Mixing text and image in a single message is supported.

const { data: message, errors } = await chat.sendMessage({
content: [
{
text: 'describe the image in detail',
},
{
image: {
format: 'png',
source: {
bytes: new Uint8Array([1, 2, 3]),
},
},
},
],
});

AI context

The aiContext argument allows you to optionally attach arbitrary data to the message. This is useful for passing additional information, like user information or current state of your application, in a user message to the AI assistant.

const { data: message, errors } = await chat.sendMessage('Hello, world!', {
aiContext: {
user: {
name: 'Ian',
},
},
});

Tool Configuration

The toolConfiguration argument allows you to optionally pass a client tool configuration to the AI assistant with a user message. See the Tools concept page and Tools guide for more information on how tools works.

Client tools are conceptually the same as data tools and lambda executable tools. They are API definitions provided to an LLM alongside a user message. The LLM can use the provided tool configuration to decide which tool (if any) to call in order to better respond to the user. However, there's an important distinction with client tools -- you are responsible for implementing the tool execution logic and responding to the AI assistant with the tool's response.

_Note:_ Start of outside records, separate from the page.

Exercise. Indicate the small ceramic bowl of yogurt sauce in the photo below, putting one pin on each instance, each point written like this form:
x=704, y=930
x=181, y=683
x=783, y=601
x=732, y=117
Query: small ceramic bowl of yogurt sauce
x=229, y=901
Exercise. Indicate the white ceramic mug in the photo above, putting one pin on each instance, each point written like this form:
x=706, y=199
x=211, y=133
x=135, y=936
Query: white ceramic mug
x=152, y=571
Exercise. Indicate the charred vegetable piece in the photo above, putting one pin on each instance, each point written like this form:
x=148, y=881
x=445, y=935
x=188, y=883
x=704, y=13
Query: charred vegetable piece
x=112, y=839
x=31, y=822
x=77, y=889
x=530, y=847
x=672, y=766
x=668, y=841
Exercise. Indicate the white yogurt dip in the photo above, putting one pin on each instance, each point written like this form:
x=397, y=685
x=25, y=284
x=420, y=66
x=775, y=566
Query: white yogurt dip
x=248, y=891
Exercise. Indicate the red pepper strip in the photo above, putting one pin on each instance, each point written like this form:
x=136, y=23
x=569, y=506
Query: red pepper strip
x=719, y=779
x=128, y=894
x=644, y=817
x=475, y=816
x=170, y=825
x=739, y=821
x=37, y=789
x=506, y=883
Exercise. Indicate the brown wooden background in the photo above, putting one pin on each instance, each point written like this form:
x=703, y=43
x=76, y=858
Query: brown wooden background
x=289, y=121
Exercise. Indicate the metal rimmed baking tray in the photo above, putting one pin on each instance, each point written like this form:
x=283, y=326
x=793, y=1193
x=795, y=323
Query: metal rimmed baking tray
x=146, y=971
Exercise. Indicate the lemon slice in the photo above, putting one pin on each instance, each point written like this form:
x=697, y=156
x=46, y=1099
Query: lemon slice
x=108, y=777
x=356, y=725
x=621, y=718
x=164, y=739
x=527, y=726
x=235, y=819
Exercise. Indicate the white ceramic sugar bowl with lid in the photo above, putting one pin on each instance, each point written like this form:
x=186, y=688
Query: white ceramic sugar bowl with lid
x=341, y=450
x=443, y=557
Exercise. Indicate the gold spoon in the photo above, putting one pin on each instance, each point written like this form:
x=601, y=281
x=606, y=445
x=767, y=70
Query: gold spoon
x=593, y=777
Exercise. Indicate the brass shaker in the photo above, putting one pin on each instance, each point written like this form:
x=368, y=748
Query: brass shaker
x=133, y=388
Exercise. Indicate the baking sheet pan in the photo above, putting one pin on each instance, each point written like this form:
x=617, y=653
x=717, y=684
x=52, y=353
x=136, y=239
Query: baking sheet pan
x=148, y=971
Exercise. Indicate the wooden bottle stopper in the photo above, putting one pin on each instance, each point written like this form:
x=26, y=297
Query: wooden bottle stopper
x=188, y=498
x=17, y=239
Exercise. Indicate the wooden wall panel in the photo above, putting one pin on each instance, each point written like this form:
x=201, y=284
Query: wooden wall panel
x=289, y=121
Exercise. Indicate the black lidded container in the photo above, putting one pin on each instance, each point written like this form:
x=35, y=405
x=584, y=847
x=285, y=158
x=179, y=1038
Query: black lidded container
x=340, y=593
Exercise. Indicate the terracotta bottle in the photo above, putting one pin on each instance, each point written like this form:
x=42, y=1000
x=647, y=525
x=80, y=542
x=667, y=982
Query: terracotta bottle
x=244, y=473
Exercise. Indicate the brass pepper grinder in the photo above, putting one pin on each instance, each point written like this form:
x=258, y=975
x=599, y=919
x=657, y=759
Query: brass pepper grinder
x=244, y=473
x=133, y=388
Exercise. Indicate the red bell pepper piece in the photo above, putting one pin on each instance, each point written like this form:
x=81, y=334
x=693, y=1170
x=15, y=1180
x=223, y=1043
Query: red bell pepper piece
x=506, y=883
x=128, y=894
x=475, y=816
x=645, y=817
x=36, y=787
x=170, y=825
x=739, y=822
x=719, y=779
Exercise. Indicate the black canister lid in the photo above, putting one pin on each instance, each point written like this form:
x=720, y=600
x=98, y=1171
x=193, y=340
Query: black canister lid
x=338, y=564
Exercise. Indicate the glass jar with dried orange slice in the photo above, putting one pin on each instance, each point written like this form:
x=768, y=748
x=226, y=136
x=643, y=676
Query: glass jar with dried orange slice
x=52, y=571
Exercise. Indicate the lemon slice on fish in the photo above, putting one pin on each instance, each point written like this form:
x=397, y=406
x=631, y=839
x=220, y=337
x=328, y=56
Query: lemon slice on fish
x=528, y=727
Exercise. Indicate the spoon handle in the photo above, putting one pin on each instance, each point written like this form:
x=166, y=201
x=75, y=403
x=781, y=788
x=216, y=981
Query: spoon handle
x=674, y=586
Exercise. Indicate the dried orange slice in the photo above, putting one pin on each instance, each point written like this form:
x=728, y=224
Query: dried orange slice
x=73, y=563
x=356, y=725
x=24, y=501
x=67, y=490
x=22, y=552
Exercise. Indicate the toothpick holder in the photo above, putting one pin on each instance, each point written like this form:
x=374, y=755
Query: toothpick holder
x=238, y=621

The json property is simply a JSON Schema definition of the tool's input. The AI assistant will use this schema to provide the expected input to your tool.

const { data: message, errors } = await conversation.sendMessage({
content: [
{
text: "I'd like to make a chocolate cake for my friend with a gluten intolerance. What ingredients do I need?",
},
],
toolConfiguration: {
tools: {
generateRecipe: {
description: "List ingredients needed for a recipe",
inputSchema: {
json: {
type: "object",
properties: {
ingredients: {
type: "array",
items: { type: "string" },
},
},
},
},
},
},
},
});

The response from the AI assistant will be a JSON object that matches the inputSchema definition. See Subscribe to assistant responses for more information on how to handle the response.

Subscribe to assistant responses

Assistant responses are streamed back to the client as they are generated. This allows for a more natural conversation flow where the user doesn't have to wait for a complete response from the AI assistant to see progress and begin reading the response. To subscribe to assistant responses, call the .onStreamEvent() method on your conversation instance.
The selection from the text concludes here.